A morte de Luiz Alves Neto encerrou uma trajetória marcada pela militância política, pela resistência à ditadura militar e pela construção dos movimentos de esquerda no Rio Grande do Norte. Conhecido em Mossoró como “Velho Comunista”, ele morreu aos 85 anos, após complicações cardíacas decorrentes de problemas de saúde agravados pelo diabetes.

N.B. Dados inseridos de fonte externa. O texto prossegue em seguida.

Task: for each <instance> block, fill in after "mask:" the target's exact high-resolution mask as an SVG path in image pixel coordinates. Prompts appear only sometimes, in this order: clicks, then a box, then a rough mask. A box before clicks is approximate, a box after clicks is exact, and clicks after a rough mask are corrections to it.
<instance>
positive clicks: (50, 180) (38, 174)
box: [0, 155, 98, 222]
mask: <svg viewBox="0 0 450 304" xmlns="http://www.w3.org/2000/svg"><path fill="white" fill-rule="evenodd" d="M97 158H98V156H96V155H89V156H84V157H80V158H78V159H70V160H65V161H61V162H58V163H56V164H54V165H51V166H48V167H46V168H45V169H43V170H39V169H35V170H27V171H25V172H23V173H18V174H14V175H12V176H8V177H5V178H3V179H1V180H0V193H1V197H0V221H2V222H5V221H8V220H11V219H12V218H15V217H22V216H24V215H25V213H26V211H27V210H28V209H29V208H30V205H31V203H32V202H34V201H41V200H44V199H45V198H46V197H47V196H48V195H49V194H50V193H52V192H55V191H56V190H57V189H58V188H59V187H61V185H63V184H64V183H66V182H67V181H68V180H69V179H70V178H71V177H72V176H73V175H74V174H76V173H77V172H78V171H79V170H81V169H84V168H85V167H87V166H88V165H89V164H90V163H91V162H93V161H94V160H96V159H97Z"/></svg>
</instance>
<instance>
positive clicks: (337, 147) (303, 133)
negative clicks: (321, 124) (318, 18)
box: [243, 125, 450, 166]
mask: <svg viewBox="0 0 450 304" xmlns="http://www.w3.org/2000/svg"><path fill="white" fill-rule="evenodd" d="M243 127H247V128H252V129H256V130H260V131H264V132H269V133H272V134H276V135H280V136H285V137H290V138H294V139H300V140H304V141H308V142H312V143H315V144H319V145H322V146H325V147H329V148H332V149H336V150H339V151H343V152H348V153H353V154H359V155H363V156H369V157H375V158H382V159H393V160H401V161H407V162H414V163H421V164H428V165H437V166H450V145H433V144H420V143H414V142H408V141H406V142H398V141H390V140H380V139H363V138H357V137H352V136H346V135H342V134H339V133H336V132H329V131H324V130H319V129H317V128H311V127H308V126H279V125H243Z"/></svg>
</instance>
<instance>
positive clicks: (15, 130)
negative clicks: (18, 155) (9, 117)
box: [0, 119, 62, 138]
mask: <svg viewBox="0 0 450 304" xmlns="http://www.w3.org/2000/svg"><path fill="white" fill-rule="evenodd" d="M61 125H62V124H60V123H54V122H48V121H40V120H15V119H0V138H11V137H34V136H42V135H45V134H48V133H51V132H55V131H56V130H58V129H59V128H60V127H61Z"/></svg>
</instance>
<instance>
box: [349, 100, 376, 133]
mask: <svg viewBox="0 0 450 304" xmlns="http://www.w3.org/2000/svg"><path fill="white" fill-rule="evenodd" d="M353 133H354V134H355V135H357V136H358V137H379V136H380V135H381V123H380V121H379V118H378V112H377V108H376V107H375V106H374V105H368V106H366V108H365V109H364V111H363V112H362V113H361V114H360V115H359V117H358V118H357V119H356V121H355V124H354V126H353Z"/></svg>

Figura histórica da militância potiguar, Luiz Alves Neto foi apontado como um dos fundadores do movimento comunista em Mossoró e uma das principais referências da esquerda na região Oeste do estado. Ao longo da vida, acumulou experiências que atravessaram movimentos estudantis, sindicalismo, clandestinidade e perseguição política durante o regime militar.
Prisão e tortura
Nascido em 1940, em Areia Branca, filho de um trabalhador salineiro, Luiz Alves Neto se mudou ainda jovem para Mossoró, onde concluiu os estudos e iniciou sua atuação política.

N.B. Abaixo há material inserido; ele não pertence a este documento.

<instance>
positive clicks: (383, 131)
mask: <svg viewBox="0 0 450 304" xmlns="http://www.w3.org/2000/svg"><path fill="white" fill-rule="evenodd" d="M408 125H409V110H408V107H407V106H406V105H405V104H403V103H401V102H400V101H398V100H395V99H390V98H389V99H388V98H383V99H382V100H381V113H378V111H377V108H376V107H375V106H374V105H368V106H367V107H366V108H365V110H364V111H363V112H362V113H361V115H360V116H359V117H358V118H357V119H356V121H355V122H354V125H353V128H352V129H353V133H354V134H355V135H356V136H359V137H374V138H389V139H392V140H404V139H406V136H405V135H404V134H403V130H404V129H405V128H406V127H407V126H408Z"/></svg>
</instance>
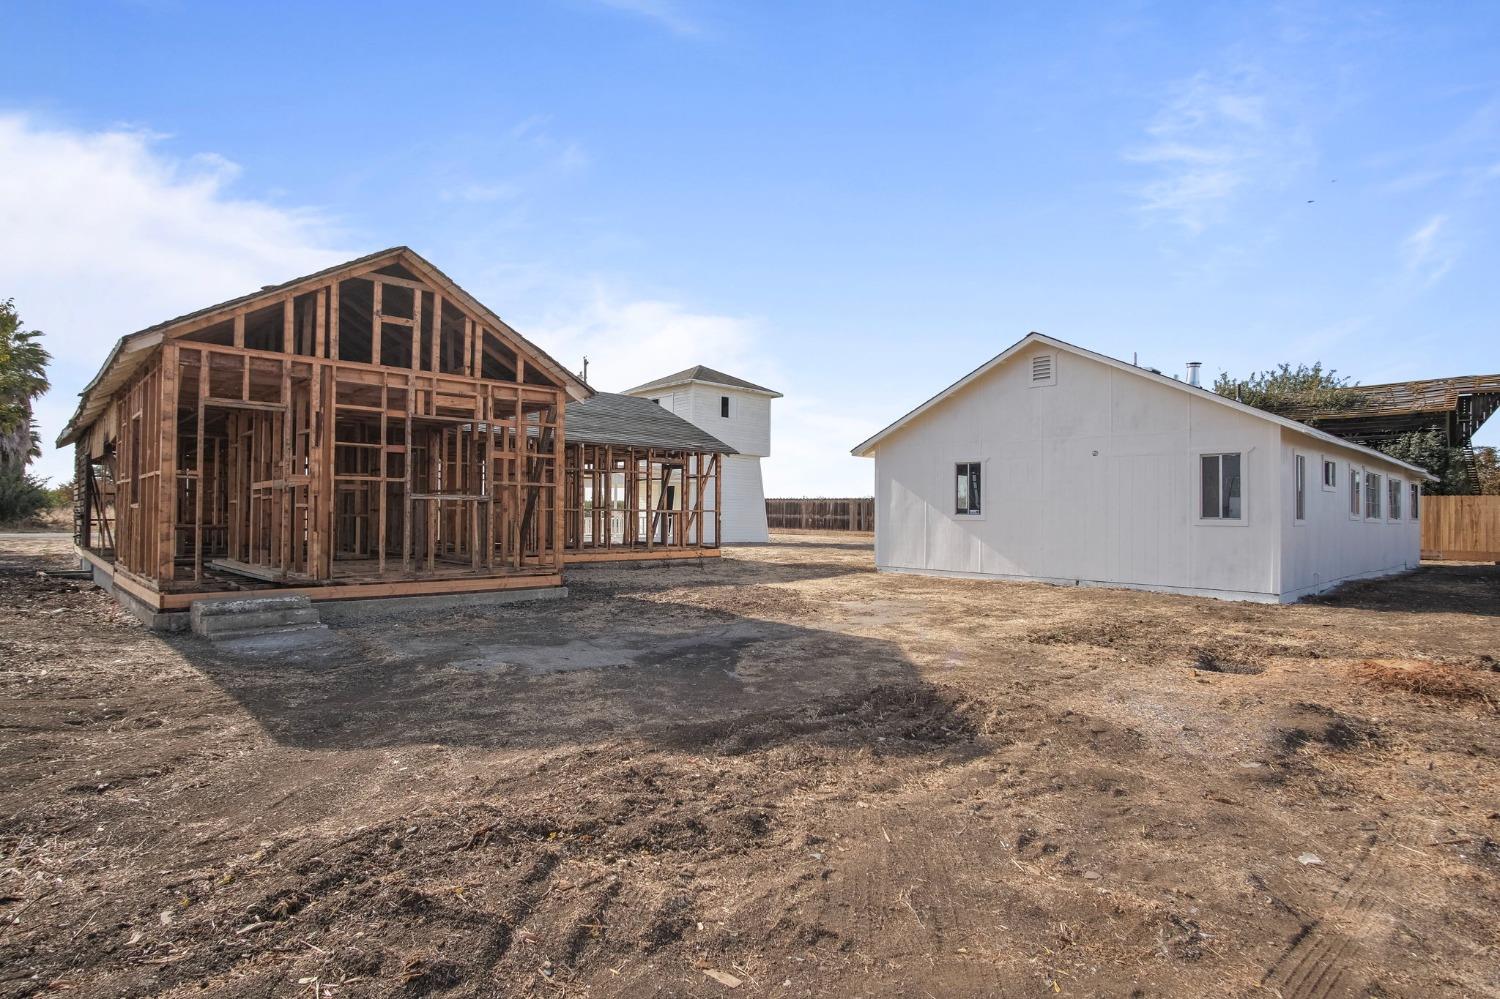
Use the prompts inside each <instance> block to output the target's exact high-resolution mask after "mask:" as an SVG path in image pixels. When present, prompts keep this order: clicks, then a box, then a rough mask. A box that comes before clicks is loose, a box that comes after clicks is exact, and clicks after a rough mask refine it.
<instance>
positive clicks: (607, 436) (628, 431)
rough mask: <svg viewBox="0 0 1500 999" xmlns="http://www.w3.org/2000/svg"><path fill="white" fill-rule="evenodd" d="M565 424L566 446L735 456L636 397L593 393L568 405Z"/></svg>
mask: <svg viewBox="0 0 1500 999" xmlns="http://www.w3.org/2000/svg"><path fill="white" fill-rule="evenodd" d="M565 422H567V440H568V443H574V441H576V443H582V444H621V446H628V447H660V449H673V450H682V452H720V453H724V455H738V452H736V450H735V449H732V447H729V446H727V444H724V443H723V441H720V440H718V438H717V437H712V435H709V434H708V432H706V431H702V429H699V428H697V426H694V425H691V423H688V422H687V420H684V419H682V417H679V416H676V414H675V413H669V411H667V410H663V408H661V407H658V405H657V404H654V402H651V401H649V399H640V398H637V396H622V395H618V393H613V392H597V393H594V396H592V398H589V399H583V401H580V402H568V404H567V416H565Z"/></svg>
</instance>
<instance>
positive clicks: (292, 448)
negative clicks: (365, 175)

Durante a juventude, participou dos movimentos estudantis e mais tarde ingressou no curso de Ciências Sociais da Universidade do Estado do Rio Grande do Norte. Também foi aprovado no primeiro concurso do Banco do Brasil, em 1963, iniciando carreira no setor bancário ao mesmo tempo em que fortalecia a militância sindical.
Nos anos da ditadura militar, tornou-se um dos principais integrantes do Partido Comunista Brasileiro Revolucionário (PCBR). Ao lado da companheira Anatália, participou de guerrilhas rurais em Pernambuco que combatiam o regime.
Em dezembro de 1972, acabou preso em Vitória de Santo Antão. Depois da prisão, foi levado para a Ilha de Itamaracá, onde enfrentou sessões de tortura durante o período de encarceramento.
No mês seguinte à prisão, sua companheira foi morta por militares. Luiz Alves Neto só conseguiu habeas corpus mais de um ano depois e permaneceu na clandestinidade até a anistia de 1979.
Referência da esquerda
Após retornar ao Rio Grande do Norte, passou a atuar como articulador político, escritor e palestrante. Tornou-se uma espécie de referência para militantes e lideranças de esquerda em Mossoró e em outras cidades potiguares.
Além do PCBR, ajudou posteriormente na construção do Partido dos Trabalhadores no estado. Também participou da fundação da Oposição Bancária de Mossoró e da região Oeste Potiguar.
Mesmo fora dos grandes centros políticos, Luiz Alves Neto manteve forte influência nos debates locais. Em sua casa, costumava receber estudantes, militantes e amigos para longas conversas sobre política, filosofia e história. Entre livros e debates, mantinha um busto de Karl Marx em sua biblioteca.
Vida além da militância
Além da política e do sindicalismo, Luiz Alves Neto também se aventurou em outras áreas. Tentou empreender com uma videolocadora em Areia Branca e chegou a montar uma empresa de assistência técnica para televisores após estudar eletrônica por cursos de correspondência.
Na década de 1990, voltou ao serviço público como assessor parlamentar de vereador em Mossoró e seguiu realizando palestras sobre política e memória da ditadura.
Dentro de casa, era visto pelos filhos como um “pai-professor”, sempre incentivando a leitura, os estudos e a formação política. Segundo familiares, resistiu até os últimos dias apesar das limitações de saúde causadas pelo diabetes e pelas sessões frequentes de hemodiálise.
Legado registrado em livro
A trajetória de Luiz Alves Neto foi registrada no livro “Luiz Alves – Abdicar da Luta, Jamais!”, escrito pelo historiador Lemuel Rodrigues.
Ele deixa cinco filhos — Graciliano, Glênio, Graco, Mariana e Carlos — além de uma neta.